Mis dientes tienen una perfección inexplicable, son largos, y al decir largos significa muy largos, uniformes, que enmarcan una lengua larga, muy larga. La gracia de la belleza de la parte interna de mi boca es desconcertante cuando por fin sonrío. No sé a suerte de qué mi sonrisa es muy amplia, se alza hacia los lados haciendo una luna menguante muy aguda y agresiva, si encima sonrío con los dientes bien juntos, sentirás definitivamente que en medio de mi crujir de dientes yace tu alma, o cuando menos tu carne. Es la sonrisa de un ángel mezclado con una hiena, es la alegría diáfana teñida de rabia. No quiere decir que mi vida interior sea tan voluble, sin embargo, es lo que representa mi sonrisa, como si fuera la sonrisa amable de un asesino. Si en vez de sonreír me río, o peor aun, me carcajeo, todo cambia, mi risa es por naturaleza estridente, muy sonora, delirante y contagiosa.

Creo que de todas las partes de mi cuerpo, la que más cuido es mi boca, luego le sigue mi piel. Puede que no vaya al médico general, al urólogo, al otorrinolaringólogo, pero sin duda al dermatólogo sí tengo que ir, más que para curar para prevenir, y de un tiempo para acá, no podría dejar de ir a mi dentista, mi dentista preferida, mi única dentista.

Con ella, cuyo nombre es Aleida, me llevo de maravilla. Creo que el secreto de esta amistad radica en que ella valora mis dientes en una forma que yo no puedo siquiera entender, ella los ve desde dentro, sabe cómo se llama cada diente y si es normal que salgan como han salido, sabe la función de cada pieza, de qué están hechos, qué soportan y qué no soportan, es una experta absoluta. Ella me conoce muy íntimamente y en cierto modo ha concluido la obra que la naturaleza comenzó, Dios me dio unos dientes bellos, pero ella los terminó de acomodar, los libró de la caries, les devolvió su blancura. He sido su boca mimada y nos hemos sabido dar partes, de las mejores partes, que tenemos.

Recuerdo la primera vez que llegué con ella, su consultorio era un buen consultorio ubicado en una zona comercial que exige el pago de rentas muy elevadas. Fuera del consultorio estaba estacionado un automóvil del año, impecable, de esos que son atrevidamente familiares o flojamente deportivos. En el muro se leía un letrero que decía "Estacionamiento exclusivo / Dra. Aleida Merino". Cualquiera que sepa que me gano la vida como payaso callejero sabrá que para mi era un esfuerzo muy significativo el pagar una dentista visiblemente cara, sin embargo, corría con la suerte de tener un medio para pedir un descuento, un medio tan azaroso como inquietante.

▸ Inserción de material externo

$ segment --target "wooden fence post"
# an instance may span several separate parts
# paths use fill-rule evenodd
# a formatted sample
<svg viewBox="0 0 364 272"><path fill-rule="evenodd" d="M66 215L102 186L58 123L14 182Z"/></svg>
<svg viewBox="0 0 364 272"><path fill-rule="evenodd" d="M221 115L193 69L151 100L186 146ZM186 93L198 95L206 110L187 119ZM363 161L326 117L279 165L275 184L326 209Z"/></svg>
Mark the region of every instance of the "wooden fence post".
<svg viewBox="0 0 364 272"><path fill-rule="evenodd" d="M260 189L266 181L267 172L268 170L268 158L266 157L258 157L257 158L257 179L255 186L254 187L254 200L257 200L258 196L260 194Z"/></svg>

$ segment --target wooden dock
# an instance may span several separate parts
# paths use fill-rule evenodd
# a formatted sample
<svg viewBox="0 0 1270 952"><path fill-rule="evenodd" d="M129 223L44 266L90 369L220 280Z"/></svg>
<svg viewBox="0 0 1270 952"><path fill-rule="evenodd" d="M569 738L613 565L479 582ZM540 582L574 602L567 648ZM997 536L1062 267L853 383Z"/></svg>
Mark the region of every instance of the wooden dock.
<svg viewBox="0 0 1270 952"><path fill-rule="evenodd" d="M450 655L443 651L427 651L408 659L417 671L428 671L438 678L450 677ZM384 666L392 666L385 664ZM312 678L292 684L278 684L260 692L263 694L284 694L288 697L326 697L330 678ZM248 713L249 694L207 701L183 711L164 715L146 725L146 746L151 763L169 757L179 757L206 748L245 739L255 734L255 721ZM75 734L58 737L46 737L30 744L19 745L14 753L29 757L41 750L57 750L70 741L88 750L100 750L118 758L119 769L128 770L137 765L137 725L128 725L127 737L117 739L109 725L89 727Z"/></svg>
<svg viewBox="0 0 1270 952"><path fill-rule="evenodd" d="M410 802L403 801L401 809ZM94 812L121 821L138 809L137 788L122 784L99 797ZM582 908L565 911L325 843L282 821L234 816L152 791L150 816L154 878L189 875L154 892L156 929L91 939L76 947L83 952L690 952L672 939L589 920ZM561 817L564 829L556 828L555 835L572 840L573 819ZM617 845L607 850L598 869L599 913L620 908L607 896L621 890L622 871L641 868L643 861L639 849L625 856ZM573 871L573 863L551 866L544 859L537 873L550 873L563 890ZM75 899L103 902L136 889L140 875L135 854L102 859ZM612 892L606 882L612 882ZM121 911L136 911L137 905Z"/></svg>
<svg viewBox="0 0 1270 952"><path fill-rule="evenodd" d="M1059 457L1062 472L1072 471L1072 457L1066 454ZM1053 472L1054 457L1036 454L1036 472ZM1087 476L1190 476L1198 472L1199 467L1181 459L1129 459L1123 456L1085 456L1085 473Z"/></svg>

La conocí bajo la idea de que Aleida era dentista de una chica rubia a la cual le daban mucha risa mis montajes. Pareciera que el público es quien recuerda al artista y no al revés, por varias razones muy obvias; el artista debe poner atención a su puesta en escena y ello implica que no preste mucha atención a su público, sin embargo el público sí puede centrar toda su atención en el artista porque es parte esencial del espectáculo y desde luego no es mal visto quedársele mirando. Eso es cierto sólo a medias, pues las calles y las plazas no son un teatro en el que el público es mas o menos una masa oscura de cabezas indistintas, en ellas el público está cerca, ellos te ven, tu les ves, y si alguien del público es seguidor de tu trabajo terminas por identificarlos. Yo identificaba al público por el sonido de sus carcajadas, por el brillo de sus ojos al ser felices, por las muecas de indignación divertida que ponían en ciertos de mis actos. Una risa particular la podría identificar de las demás, así la viese y oyese una sola vez en la vida, y más aun, si los dueños de estas risas eran clientes asiduas de mi espectáculo con mayor razón les identificaba.

Así fue como identifiqué a la chica rubia, su risa era tan suave pero tan abierta que cuando estaba ella entre el público inmediatamente inundaba mi acto con su frescura y su suavidad. Dado que su risa me gustaba mucho me ponía todavía más gracioso, y la hacía reír aun más. Yo la identificaba, ella me seguía. Me había visto actuar como cuatro veces y casi puedo jurar que era ella la que depositaba un billete de cincuenta pesos en mi sombrero, cosa inusual, no porque mi acto no valiera la pena, sino porque era lo que podría cobrar un teatro en forma por un acto similar, aunque yo pensaba que no existían actos exactamente similares al que yo presentaba.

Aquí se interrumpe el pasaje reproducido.